Sun, December 14, 9:30 to 11:00am, Hilton Baltimore, Holiday 3

Abstract

Between 1918 and 1920 there were over a thousand pogroms in Ukraine, during which some 1000,000 Jews were murdered and wounded. These pogroms were instigated on the background of a bloody civil war between the Bolsheviks and their many opponents – the Ukrainian nationalists, German and Polish soldiers, the White Army headed by Anton Denikin, local partisans and Ukrainian farmers. Towns were torched, communities were wiped out, Jewish property was looted and Jews were executed in cruel and unusual ways, while women were raped and humiliated. Tens of thousands of orphans had to be taken care of by Jewish aid organizations. It was a national disaster the likes of which was not previously known.
Delegations sent to research the reasons for the pogroms, to document them and to offer material and emotional aid to the survivors left no room for doubt that the slaughter of Ukrainian Jewry during the Russian civil war was one of the cruelest and most brutal events in the history of the Jewish people since the days of the Chmelnitsky massacres of 1648-49.
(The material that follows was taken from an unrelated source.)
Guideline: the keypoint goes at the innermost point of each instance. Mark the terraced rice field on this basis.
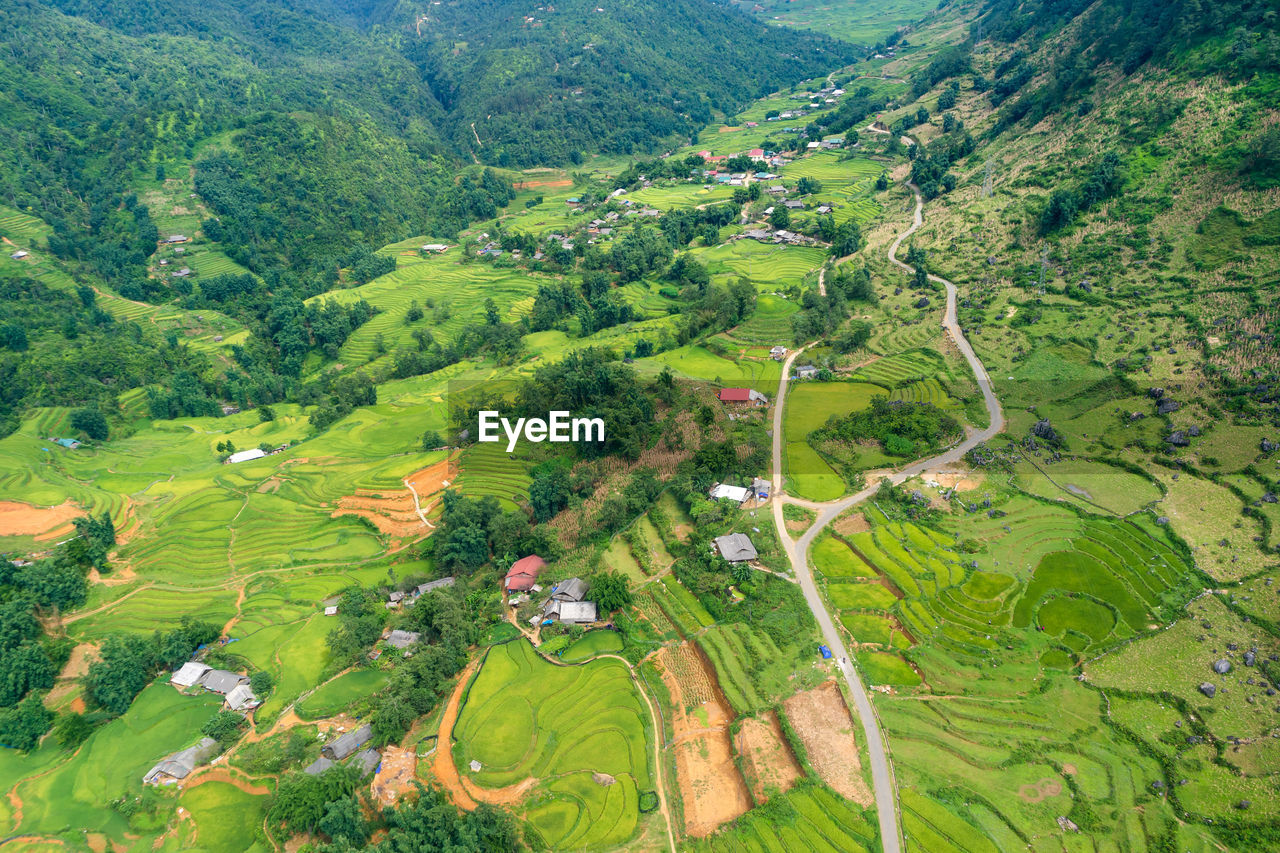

My lecture is divided into three parts. The first examines the pogroms in Ukraine between 1918 and 1920. I intend to focus on the reasons for the pogroms and the extent of the destruction suffered by Ukrainian Jewry. The second part attempts to ascertain what the Zionist movement knew about the pogroms and how did the Yishuv respond? And the third part examines the attitude of the American Jewry to the pogroms with focus on the financial aid and the memorial patterns.